Moena was shaking. Her eyes blazed with tears. Terrible stinging threads of color seared her skull.
“Heaven called you to care for me and you turned your back. Satan whispered into your ear and you believed him. You believed I was a curse and a punishment and that’s what your hatred made me!”
She understood this. She had prayed a wall against it. She had carved images of insurmountable oppression into it. Lit candles to it. Worshipped it.
“God has not blinded you! You burrowed into the darkness rather than see that you and not heaven have created so much suffering and grief. I was your child, new and helpless, and you condemned me by your indifference. You dumped me like a puppy in a hop sack on two old people gone strange with sorrow. You turned away from your own mother and father. You abandoned them to their bewilderment and loss. Your blindness is your selfishness.
Your contempt for your own flesh is your curse! If I could, I would believe like you in the sulphurous burning lake. It would be my deepest hope to think of you there, eternally bound in molten chains. What kind of demon will love neither mother nor father nor child?”
He couldn’t talk anymore. It hurt him too.

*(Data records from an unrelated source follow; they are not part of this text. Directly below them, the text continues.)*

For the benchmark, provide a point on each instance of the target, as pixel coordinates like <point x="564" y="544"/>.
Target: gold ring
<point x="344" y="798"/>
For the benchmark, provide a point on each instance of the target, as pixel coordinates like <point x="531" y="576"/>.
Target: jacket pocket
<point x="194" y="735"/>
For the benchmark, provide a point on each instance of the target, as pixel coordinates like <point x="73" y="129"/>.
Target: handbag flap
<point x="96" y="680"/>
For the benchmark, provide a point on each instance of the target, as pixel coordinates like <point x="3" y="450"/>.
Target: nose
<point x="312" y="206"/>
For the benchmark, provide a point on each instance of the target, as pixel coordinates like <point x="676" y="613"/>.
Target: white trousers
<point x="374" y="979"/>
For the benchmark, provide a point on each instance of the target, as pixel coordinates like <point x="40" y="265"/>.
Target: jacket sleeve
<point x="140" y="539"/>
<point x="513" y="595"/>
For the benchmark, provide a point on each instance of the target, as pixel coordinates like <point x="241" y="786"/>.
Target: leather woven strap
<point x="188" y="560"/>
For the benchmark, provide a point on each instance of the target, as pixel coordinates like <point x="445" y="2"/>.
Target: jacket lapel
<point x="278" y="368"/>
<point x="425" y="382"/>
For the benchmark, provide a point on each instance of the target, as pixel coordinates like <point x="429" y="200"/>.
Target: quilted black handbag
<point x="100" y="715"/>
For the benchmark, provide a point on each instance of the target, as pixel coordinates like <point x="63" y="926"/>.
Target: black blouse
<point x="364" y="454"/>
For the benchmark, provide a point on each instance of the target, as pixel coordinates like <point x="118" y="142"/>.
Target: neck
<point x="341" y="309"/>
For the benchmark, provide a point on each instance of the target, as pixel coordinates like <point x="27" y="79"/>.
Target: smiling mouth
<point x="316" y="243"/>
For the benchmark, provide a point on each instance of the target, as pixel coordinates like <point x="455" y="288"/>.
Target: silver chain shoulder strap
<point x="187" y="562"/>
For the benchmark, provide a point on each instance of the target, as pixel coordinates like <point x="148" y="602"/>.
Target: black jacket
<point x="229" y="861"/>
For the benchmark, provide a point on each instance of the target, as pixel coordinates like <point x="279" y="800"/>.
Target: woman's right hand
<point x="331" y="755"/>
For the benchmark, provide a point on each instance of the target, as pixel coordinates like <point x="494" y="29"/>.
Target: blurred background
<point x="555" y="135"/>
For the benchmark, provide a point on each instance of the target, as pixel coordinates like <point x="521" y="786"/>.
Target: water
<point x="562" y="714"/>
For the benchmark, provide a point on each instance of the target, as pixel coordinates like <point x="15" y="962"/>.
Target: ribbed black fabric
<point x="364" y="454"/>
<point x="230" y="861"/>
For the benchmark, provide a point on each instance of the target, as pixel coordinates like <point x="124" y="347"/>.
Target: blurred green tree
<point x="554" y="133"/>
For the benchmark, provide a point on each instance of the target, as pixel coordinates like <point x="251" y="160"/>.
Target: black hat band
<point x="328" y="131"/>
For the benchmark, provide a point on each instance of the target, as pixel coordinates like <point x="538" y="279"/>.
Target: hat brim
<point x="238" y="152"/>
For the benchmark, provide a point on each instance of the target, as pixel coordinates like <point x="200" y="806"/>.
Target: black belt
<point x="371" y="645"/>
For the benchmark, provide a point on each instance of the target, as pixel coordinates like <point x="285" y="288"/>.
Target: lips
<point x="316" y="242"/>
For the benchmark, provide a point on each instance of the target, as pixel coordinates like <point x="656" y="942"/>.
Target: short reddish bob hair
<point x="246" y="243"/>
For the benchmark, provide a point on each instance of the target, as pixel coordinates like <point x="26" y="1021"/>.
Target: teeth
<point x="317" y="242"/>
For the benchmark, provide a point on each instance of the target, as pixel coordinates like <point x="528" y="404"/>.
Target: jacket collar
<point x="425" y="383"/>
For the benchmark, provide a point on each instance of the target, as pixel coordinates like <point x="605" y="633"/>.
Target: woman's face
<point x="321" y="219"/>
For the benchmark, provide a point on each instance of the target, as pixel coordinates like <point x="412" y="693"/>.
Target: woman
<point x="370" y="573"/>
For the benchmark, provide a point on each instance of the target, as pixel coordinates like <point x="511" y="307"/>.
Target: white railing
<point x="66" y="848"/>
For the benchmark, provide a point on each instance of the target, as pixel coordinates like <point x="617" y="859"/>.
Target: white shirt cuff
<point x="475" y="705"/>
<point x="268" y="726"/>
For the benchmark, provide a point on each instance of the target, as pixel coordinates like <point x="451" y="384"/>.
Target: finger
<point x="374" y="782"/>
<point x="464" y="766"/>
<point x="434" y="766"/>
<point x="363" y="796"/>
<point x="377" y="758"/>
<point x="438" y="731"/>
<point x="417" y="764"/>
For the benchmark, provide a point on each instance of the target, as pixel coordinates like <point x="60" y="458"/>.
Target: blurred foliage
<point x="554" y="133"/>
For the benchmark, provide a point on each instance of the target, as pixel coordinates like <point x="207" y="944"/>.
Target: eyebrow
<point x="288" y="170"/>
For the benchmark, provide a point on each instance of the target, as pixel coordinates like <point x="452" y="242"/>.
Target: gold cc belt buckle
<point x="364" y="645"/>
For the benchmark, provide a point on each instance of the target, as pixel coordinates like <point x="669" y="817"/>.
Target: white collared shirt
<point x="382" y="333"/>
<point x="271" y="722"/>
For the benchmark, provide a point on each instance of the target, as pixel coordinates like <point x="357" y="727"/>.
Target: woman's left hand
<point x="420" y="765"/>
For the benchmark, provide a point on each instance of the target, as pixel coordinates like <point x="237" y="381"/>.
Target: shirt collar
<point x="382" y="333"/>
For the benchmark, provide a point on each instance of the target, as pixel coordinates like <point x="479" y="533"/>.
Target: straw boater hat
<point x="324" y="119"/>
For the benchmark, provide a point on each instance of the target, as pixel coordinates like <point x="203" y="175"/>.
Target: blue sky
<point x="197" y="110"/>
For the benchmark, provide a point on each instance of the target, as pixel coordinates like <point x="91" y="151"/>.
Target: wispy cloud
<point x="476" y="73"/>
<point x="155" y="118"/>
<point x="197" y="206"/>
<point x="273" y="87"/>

It tormented him to let go of these things, to know them as true, to be powerless against the pointless invective they drew out of him. Then the fire of hell erupted inside his jaw as the sack of poison burst. He was gripped by torment. “O God, take me.” He begged for the bliss of oblivion. Then almost as quickly as the torture exploded and spread, it diminished. He sank back into his chair, feeling the pain slowly ebb. He didn’t notice right away that Moena was kneeling. He didn’t see her shoulders heaving. Something cleansing spun between them. Something tilted, righted itself—settled. Neither spoke for a long time.